Let's talk about its "aesthetic signature." Those who look for Wes Anderson's pastel symmetries or Terrence Malick's panic-driven drifts in CODA have come to the wrong screening. Sian Heder's aesthetic is not in formal composition, but in the almost tactile authenticity of her world. The peeling paint of the Rossi's boat, the clutter of their home, hands roughened by fishing: it's not poverty porn, it's realism. It's an aesthetic that has more in common with the dignified solitude of Edward Hopper's characters, captured in ordinary moments of life, or with the brutal light that Caravaggio used to illuminate holiness in the faces of common people, rather than with the self-congratulatory nature of much art-house cinema. And then, there's the masterstroke. The scene of Ruby's concert, where the sound is completely muted. For almost a minute, the film snatches away our privilege of hearing and forces us to watch the music as her family watches it. We see a throat vibrating, a face transfigured, a moved audience. In that silence, cinema performs its greatest miracle: it doesn't make us understand deafness, it makes us experience it, it stitches it onto us. It's a moment of radical empathy that is worth more than a thousand dialogues and alone justifies watching the film. It is form becoming content, an idea of dazzling purity.

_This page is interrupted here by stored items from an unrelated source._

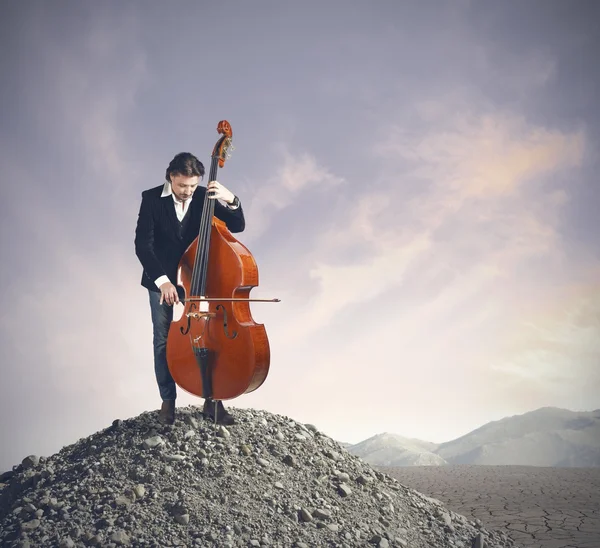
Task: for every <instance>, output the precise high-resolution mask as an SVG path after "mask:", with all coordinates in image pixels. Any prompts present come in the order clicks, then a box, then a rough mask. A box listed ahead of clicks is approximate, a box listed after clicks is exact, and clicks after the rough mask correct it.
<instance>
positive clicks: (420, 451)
mask: <svg viewBox="0 0 600 548" xmlns="http://www.w3.org/2000/svg"><path fill="white" fill-rule="evenodd" d="M436 449H437V445H436V444H435V443H431V442H429V441H423V440H418V439H414V438H405V437H403V436H399V435H397V434H390V433H388V432H385V433H383V434H378V435H376V436H373V437H371V438H369V439H367V440H365V441H361V442H360V443H357V444H355V445H351V446H347V447H346V450H347V451H349V452H350V453H352V454H353V455H356V456H358V457H361V458H362V459H363V460H365V461H366V462H369V463H371V464H376V465H378V466H441V465H443V464H448V463H447V462H446V461H445V460H444V459H443V458H442V457H440V456H439V455H436V454H435V452H434V451H435V450H436Z"/></svg>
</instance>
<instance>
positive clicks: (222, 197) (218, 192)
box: [206, 181, 235, 204]
mask: <svg viewBox="0 0 600 548" xmlns="http://www.w3.org/2000/svg"><path fill="white" fill-rule="evenodd" d="M206 189H207V191H208V197H209V198H211V199H213V200H223V201H224V202H227V203H228V204H230V203H232V202H233V200H234V198H235V195H234V194H233V192H231V190H228V189H226V188H225V187H224V186H223V185H222V184H221V183H219V181H210V182H209V183H208V184H207V185H206Z"/></svg>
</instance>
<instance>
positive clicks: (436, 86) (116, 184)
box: [0, 0, 600, 471]
mask: <svg viewBox="0 0 600 548" xmlns="http://www.w3.org/2000/svg"><path fill="white" fill-rule="evenodd" d="M0 10H1V11H0V63H1V69H2V79H1V81H0V82H1V83H0V94H1V101H0V109H1V110H0V164H1V166H2V170H1V171H0V177H1V192H2V194H1V196H0V246H1V249H0V253H1V255H0V256H1V257H2V261H1V263H0V276H1V277H0V280H1V281H2V283H1V285H0V298H1V303H2V309H1V312H0V314H1V320H0V368H1V369H0V370H1V377H0V378H1V381H0V471H1V470H5V469H10V467H12V466H13V465H14V464H18V463H20V462H21V460H22V459H23V458H25V457H26V456H27V455H30V454H35V455H45V456H49V455H51V454H53V453H55V452H57V451H59V450H60V449H61V448H62V447H63V446H65V445H68V444H71V443H75V442H76V441H78V440H79V439H81V438H84V437H87V436H89V435H91V434H93V433H95V432H97V431H99V430H102V429H103V428H106V427H107V426H109V425H110V424H111V423H112V421H113V420H115V419H126V418H130V417H135V416H137V415H139V414H140V413H143V412H146V411H153V410H157V409H159V407H160V397H159V393H158V387H157V385H156V381H155V378H154V365H153V351H152V324H151V320H150V308H149V303H148V293H147V290H146V289H144V288H143V287H142V286H141V285H140V277H141V265H140V263H139V261H138V259H137V257H136V256H135V253H134V245H133V241H134V231H135V226H136V222H137V216H138V211H139V206H140V201H141V192H142V191H143V190H145V189H148V188H152V187H155V186H158V185H160V184H162V183H163V182H164V173H165V170H166V167H167V166H168V164H169V162H170V161H171V159H172V158H173V156H175V154H177V153H179V152H182V151H186V152H192V153H194V154H196V155H197V156H198V157H199V158H200V160H201V161H202V162H203V163H204V165H205V166H207V167H208V166H209V165H210V154H211V152H212V148H213V146H214V144H215V143H216V141H217V139H218V138H219V135H218V134H217V131H216V126H217V123H218V122H219V121H220V120H223V119H226V120H228V121H229V122H230V123H231V126H232V129H233V145H234V147H235V148H234V150H233V151H232V154H231V157H230V158H229V159H228V160H227V162H226V163H225V166H224V167H223V168H222V169H220V170H219V173H218V180H219V182H220V183H221V184H223V185H224V186H226V187H227V188H228V189H230V190H231V191H232V192H234V193H235V194H236V195H238V196H239V197H240V200H241V203H242V207H243V208H244V212H245V217H246V229H245V231H244V232H242V233H239V234H236V235H235V236H236V238H237V239H238V240H239V241H240V242H242V243H243V244H244V245H245V246H247V247H248V248H249V250H250V251H251V252H252V254H253V256H254V258H255V260H256V262H257V265H258V269H259V285H258V286H257V287H255V288H254V289H252V291H251V294H250V295H251V297H253V298H267V299H271V298H279V299H281V302H279V303H253V304H252V305H251V310H252V315H253V318H254V320H255V321H256V322H257V323H264V325H265V327H266V330H267V335H268V337H269V343H270V349H271V362H270V371H269V375H268V377H267V379H266V381H265V382H264V384H263V385H262V386H261V387H260V388H259V389H258V390H256V391H254V392H252V393H250V394H245V395H243V396H240V397H238V398H236V399H234V400H231V401H227V402H225V403H226V406H228V407H234V408H235V407H237V408H255V409H263V410H265V411H268V412H272V413H278V414H281V415H285V416H288V417H290V418H292V419H294V420H297V421H300V422H305V423H312V424H314V425H316V426H317V427H318V428H320V429H321V430H322V431H323V432H324V433H326V434H327V435H329V436H331V437H333V438H335V439H337V440H338V441H344V442H350V443H358V442H359V441H362V440H364V439H366V438H368V437H371V436H373V435H375V434H378V433H382V432H390V433H395V434H399V435H402V436H407V437H415V438H419V439H423V440H427V441H432V442H435V443H442V442H444V441H449V440H452V439H455V438H457V437H459V436H461V435H464V434H466V433H468V432H470V431H471V430H473V429H475V428H478V427H479V426H481V425H483V424H485V423H487V422H489V421H494V420H499V419H501V418H503V417H506V416H511V415H515V414H521V413H525V412H528V411H531V410H534V409H537V408H539V407H544V406H556V407H562V408H567V409H571V410H574V411H590V410H594V409H597V408H600V367H599V366H600V236H599V234H600V215H599V214H598V211H600V185H599V184H598V169H599V167H600V154H599V151H600V147H599V146H598V145H599V140H600V129H599V128H600V124H599V122H600V114H599V109H598V101H597V97H598V95H599V94H600V89H599V82H600V75H599V69H598V63H597V59H596V58H595V54H594V53H593V52H597V51H600V31H598V25H597V22H598V20H599V16H600V6H599V5H598V3H596V2H594V1H590V2H584V1H577V2H558V1H548V0H544V1H537V0H536V1H534V0H530V1H528V2H521V1H517V0H514V1H507V2H492V1H490V0H486V1H478V2H473V1H468V0H455V1H453V2H421V1H419V2H417V1H405V2H396V1H385V0H381V1H378V2H374V3H365V2H358V1H337V0H332V1H328V2H316V1H312V0H311V1H305V2H286V1H284V2H275V1H271V2H267V1H263V0H257V1H255V2H233V1H223V2H219V3H208V2H189V1H184V0H178V1H177V2H169V3H167V2H159V1H156V0H144V1H141V0H140V1H131V2H118V1H110V0H109V1H105V2H76V1H74V0H73V1H62V0H58V1H54V2H42V1H34V0H30V1H28V2H9V1H6V0H5V1H3V2H1V4H0ZM205 183H206V181H204V183H203V184H205ZM202 403H203V400H202V399H200V398H198V397H196V396H193V395H190V394H187V393H185V392H184V391H183V390H181V389H179V392H178V400H177V405H178V406H186V405H202Z"/></svg>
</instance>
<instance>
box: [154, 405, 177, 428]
mask: <svg viewBox="0 0 600 548" xmlns="http://www.w3.org/2000/svg"><path fill="white" fill-rule="evenodd" d="M158 421H159V422H160V423H161V424H173V423H174V422H175V400H164V401H163V404H162V406H161V408H160V412H159V413H158Z"/></svg>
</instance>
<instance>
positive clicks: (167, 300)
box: [159, 282, 179, 306]
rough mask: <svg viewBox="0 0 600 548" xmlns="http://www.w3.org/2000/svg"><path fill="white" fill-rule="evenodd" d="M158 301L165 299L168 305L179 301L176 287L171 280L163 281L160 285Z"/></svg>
mask: <svg viewBox="0 0 600 548" xmlns="http://www.w3.org/2000/svg"><path fill="white" fill-rule="evenodd" d="M159 289H160V303H159V304H162V303H163V301H165V302H166V303H167V304H168V305H171V306H172V305H173V304H175V303H178V302H179V295H178V293H177V288H176V287H175V286H174V285H173V284H172V283H171V282H165V283H164V284H162V285H161V286H160V288H159Z"/></svg>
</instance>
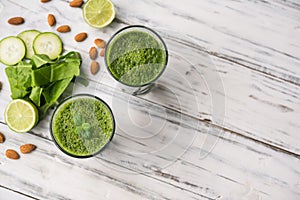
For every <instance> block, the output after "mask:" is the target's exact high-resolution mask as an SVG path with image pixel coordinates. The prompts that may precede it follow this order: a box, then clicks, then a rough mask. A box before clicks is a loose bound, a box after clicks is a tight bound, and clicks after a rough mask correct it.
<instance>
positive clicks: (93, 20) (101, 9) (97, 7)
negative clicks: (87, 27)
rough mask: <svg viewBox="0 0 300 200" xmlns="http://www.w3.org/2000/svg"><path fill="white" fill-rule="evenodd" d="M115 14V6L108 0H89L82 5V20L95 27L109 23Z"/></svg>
mask: <svg viewBox="0 0 300 200" xmlns="http://www.w3.org/2000/svg"><path fill="white" fill-rule="evenodd" d="M115 15H116V12H115V7H114V4H113V3H112V2H111V1H110V0H89V1H87V2H86V3H85V4H84V6H83V18H84V20H85V21H86V22H87V23H88V24H89V25H90V26H92V27H95V28H103V27H105V26H107V25H109V24H110V23H111V22H112V21H113V19H114V18H115Z"/></svg>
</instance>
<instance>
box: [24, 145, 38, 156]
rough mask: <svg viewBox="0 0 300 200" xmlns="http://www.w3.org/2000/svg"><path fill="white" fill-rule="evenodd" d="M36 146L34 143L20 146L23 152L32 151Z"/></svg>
mask: <svg viewBox="0 0 300 200" xmlns="http://www.w3.org/2000/svg"><path fill="white" fill-rule="evenodd" d="M35 148H36V146H35V145H34V144H23V145H22V146H20V151H21V153H24V154H26V153H30V152H32V151H33V150H35Z"/></svg>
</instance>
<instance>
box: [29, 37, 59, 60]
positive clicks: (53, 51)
mask: <svg viewBox="0 0 300 200" xmlns="http://www.w3.org/2000/svg"><path fill="white" fill-rule="evenodd" d="M33 50H34V52H35V53H36V54H45V55H47V56H49V58H50V59H51V60H54V59H55V58H58V57H59V56H60V54H61V53H62V41H61V39H60V37H59V36H58V35H56V34H55V33H51V32H45V33H40V34H39V35H37V36H36V37H35V39H34V41H33Z"/></svg>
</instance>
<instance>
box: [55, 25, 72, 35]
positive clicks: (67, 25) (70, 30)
mask: <svg viewBox="0 0 300 200" xmlns="http://www.w3.org/2000/svg"><path fill="white" fill-rule="evenodd" d="M56 30H57V31H58V32H60V33H67V32H70V31H71V28H70V26H69V25H62V26H60V27H58V28H57V29H56Z"/></svg>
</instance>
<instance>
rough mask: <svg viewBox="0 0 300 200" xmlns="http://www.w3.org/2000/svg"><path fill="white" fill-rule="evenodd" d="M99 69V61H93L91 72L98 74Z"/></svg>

This is why CODA deserves a place in Olympus. Great films are not only those that innovate language with formal complexities, but also those that achieve a perfect and seemingly simple synthesis between story, performance, and emotion. CODA is a work of impeccable emotional engineering. Every laugh is set up, every tear is earned. But above all, it's a film that performs a brilliantly cunning cultural operation: it takes the most reassuring and proven formula of American cinema (the story of a talented underdog who achieves their dream) and uses it to bring a radically different community and perspective to the center of the mainstream discourse.

If European masters like Bergman and Antonioni spent their careers dissecting the incommunicability between people who, despite being able to speak, had nothing to say to each other, CODA celebrates the overflowing, physical, and unrestrained communication of those who, to the world, are "silent." It demonstrates that silence is not an absence of sound, but a space that can be filled by a different, perhaps even more honest, type of language. For its ability to be both universal and specific, simple and profoundly deep, CODA is not just a film to watch. It is a film to feel. And for this sensory tightrope walk, it deserves to be on this list.